A historical game made modern
Culin describes the game as using a small yucca-fiber bowl and five “dice” made of bone or plum stones. Two of the five must match each other in shape and marking, while the other three form another matching set.

The coin model
Suppose we replace the five original pieces by:
- 2 nickels
- 3 dimes
Let heads mean “marked side up” and tails mean “blank side up.” Then one throw of the Arapaho basket becomes one simultaneous flip of the 2 nickels and the 3 dimes.
Define:
- N = the number of nickels showing heads, so N can be 0, 1, or 2
- D = the number of dimes showing heads, so D can be 0, 1, 2, or 3
So each flip produces a pair (N, D).

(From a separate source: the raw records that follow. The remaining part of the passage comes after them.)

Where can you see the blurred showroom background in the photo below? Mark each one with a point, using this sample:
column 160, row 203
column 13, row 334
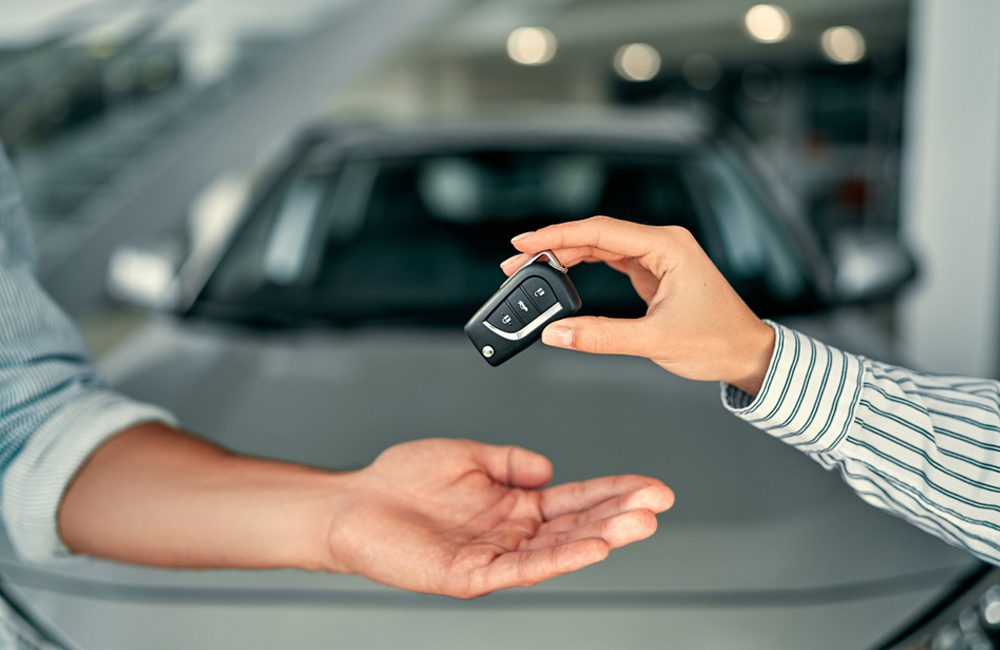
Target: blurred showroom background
column 877, row 116
column 134, row 125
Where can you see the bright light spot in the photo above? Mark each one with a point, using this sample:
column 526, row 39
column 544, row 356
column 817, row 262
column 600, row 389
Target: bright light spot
column 843, row 44
column 637, row 61
column 531, row 45
column 767, row 23
column 991, row 613
column 701, row 71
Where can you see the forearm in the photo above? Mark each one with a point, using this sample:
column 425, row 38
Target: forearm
column 158, row 496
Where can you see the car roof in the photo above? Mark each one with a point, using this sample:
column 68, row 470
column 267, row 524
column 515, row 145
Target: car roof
column 632, row 130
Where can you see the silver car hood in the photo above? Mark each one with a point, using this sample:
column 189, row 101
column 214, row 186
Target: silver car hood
column 751, row 512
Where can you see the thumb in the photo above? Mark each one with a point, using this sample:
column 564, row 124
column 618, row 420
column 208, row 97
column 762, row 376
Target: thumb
column 599, row 335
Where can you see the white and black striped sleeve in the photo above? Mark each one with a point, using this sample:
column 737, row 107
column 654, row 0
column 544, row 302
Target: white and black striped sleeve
column 925, row 447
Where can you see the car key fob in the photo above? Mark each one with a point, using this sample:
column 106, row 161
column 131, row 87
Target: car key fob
column 535, row 295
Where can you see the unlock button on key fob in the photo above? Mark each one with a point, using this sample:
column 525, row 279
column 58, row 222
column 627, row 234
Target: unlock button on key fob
column 539, row 292
column 523, row 306
column 505, row 319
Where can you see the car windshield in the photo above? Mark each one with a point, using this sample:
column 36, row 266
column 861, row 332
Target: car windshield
column 418, row 239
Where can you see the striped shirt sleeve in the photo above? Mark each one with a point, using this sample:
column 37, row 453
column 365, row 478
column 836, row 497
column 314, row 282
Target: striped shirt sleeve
column 54, row 411
column 924, row 447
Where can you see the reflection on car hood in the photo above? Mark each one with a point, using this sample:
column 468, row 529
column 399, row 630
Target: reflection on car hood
column 751, row 513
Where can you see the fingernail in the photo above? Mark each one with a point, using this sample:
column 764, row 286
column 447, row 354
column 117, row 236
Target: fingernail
column 510, row 259
column 561, row 337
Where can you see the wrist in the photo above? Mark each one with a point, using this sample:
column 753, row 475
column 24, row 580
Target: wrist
column 754, row 352
column 323, row 512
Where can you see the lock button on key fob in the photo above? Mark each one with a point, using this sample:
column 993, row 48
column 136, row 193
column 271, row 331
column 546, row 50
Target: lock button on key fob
column 535, row 295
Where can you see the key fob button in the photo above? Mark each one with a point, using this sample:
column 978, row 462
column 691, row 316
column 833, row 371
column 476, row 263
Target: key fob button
column 539, row 292
column 523, row 306
column 505, row 319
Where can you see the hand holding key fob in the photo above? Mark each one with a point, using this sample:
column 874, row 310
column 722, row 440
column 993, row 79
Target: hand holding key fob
column 535, row 295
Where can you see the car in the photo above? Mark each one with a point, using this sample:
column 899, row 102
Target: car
column 314, row 314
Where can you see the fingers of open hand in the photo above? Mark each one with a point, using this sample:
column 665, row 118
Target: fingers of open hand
column 512, row 465
column 570, row 498
column 653, row 498
column 528, row 567
column 617, row 530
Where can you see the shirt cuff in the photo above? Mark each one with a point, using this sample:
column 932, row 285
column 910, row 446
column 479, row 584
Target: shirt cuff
column 36, row 480
column 809, row 394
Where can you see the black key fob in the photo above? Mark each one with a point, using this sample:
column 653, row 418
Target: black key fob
column 537, row 294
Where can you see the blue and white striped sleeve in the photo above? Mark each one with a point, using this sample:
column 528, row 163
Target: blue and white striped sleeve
column 54, row 412
column 924, row 447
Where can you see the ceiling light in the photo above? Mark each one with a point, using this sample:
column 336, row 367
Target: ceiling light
column 531, row 45
column 767, row 23
column 843, row 44
column 637, row 61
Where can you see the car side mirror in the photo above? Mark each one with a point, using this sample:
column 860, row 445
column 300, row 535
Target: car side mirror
column 168, row 275
column 870, row 266
column 146, row 276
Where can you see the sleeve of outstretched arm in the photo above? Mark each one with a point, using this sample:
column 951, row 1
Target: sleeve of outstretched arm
column 924, row 447
column 54, row 412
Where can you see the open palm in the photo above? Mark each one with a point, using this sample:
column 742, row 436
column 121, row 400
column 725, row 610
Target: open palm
column 461, row 518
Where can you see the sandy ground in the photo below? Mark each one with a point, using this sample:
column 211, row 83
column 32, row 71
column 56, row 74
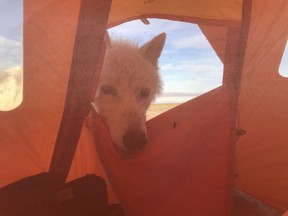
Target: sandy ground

The important point is that the score depends on the distribution of heads between the nickels and dimes, not merely on the total number of heads. That is why this is not just a five-coin game with all coins interchangeable.
Scoring rule
A convenient mathematical version of the scoring is:
- 8 points if both nickels and all three dimes are heads: (2,3)
- 3 points if:
- both nickels are heads and the dimes are not all heads: (2,0), (2,1), or (2,2), or
- both nickels are tails and all three dimes are heads: (0,3)
- 1 point if:
- all five are tails: (0,0), or
- exactly one nickel is heads and all three dimes are heads: (1,3)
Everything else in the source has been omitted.